A History of Edgar

The problem with Edgar is surprisingly not Leonardo DiCaprio. He’s actually very good as the FBI founder and chief. Though if J.Edgar was alive he’s be very flattered to see they’d chosen a pretty boy to play him, as the man had ‘a face like a bulldog chewing a wasp’, as we say in my homeland.

The issue I have with this generally engaging and serviceable film is that this story would be better told as a mini-series. There’s simply too much packed into a 2 and a bit hours and too much left out. Hoover was a fascinating and complex character but because we’re always lurching from one epoch to another we never get a chance to delve into the inner recesses of his mind. I was grateful to know that in his youth anarchists had attempted to blow up his boss. This helped explain his fierce anti-communism but I would have liked to have seen a whole film devoted to this because it’s new to me, as I’m sure it is to many in the audience.

Similarly the battle with gangsters and invention of the G-men was another topic to make a 2 hour film on, albeit one that I have kind of seen before in one guise or another.

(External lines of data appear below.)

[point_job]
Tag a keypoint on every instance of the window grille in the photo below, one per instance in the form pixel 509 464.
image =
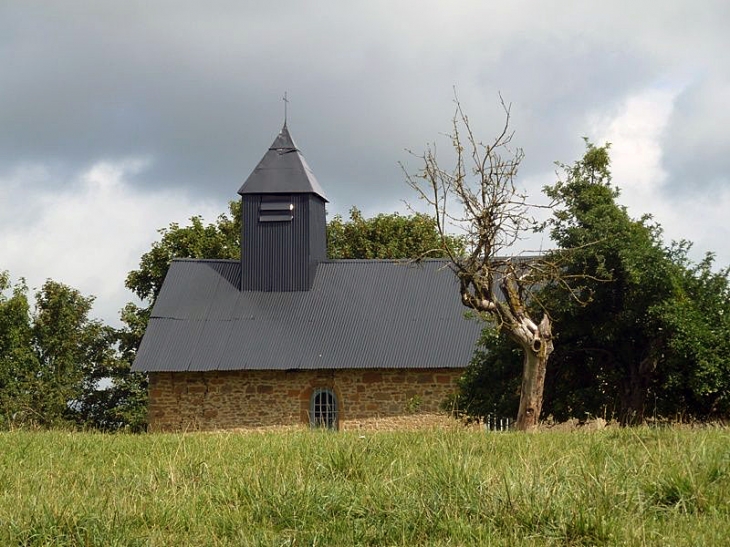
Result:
pixel 323 409
pixel 276 209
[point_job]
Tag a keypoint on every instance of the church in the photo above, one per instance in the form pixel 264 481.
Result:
pixel 287 338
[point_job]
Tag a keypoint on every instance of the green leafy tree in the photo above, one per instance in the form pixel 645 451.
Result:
pixel 17 359
pixel 49 355
pixel 386 236
pixel 650 336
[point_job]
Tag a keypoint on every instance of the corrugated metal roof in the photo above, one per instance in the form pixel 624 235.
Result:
pixel 282 170
pixel 358 314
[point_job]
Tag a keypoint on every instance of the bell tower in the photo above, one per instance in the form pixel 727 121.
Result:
pixel 283 228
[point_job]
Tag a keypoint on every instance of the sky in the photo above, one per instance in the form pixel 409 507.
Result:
pixel 118 118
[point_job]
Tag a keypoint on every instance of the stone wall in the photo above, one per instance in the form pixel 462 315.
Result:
pixel 369 398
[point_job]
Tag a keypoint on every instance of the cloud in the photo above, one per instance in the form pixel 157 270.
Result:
pixel 90 231
pixel 637 131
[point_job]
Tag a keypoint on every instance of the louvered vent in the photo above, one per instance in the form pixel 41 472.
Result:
pixel 276 209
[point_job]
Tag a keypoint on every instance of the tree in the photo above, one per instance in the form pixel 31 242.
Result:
pixel 494 215
pixel 650 337
pixel 17 359
pixel 49 354
pixel 385 236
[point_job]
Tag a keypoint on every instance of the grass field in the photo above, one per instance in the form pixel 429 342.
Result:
pixel 613 487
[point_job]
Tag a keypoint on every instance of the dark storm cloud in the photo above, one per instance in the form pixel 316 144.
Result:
pixel 196 89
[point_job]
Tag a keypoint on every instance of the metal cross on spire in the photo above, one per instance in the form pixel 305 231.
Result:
pixel 286 104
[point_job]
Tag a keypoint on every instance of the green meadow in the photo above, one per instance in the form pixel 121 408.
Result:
pixel 643 486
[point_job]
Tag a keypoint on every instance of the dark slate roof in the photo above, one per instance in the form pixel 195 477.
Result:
pixel 282 170
pixel 359 314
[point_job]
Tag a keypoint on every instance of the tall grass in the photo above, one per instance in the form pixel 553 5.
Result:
pixel 613 487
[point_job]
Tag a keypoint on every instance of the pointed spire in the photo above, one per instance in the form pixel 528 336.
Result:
pixel 282 170
pixel 286 104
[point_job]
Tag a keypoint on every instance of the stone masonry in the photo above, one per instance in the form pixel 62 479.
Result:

The same could be said of his battle with the Kennedy’s and his relationship with Clyde Tollson. I’m not sure what the solution is, possibly  to make a film called ‘Young Edgar’ about his early days battling radicals. Or a film about the ‘Last Days of Edgar’ when Nixon came to power.

It reminds me of why a film like Frost /Nixon works better than Stone’s ‘Nixon’ biopic with Hopkins. One attempts to tell the life of a man, the other an episode in his life.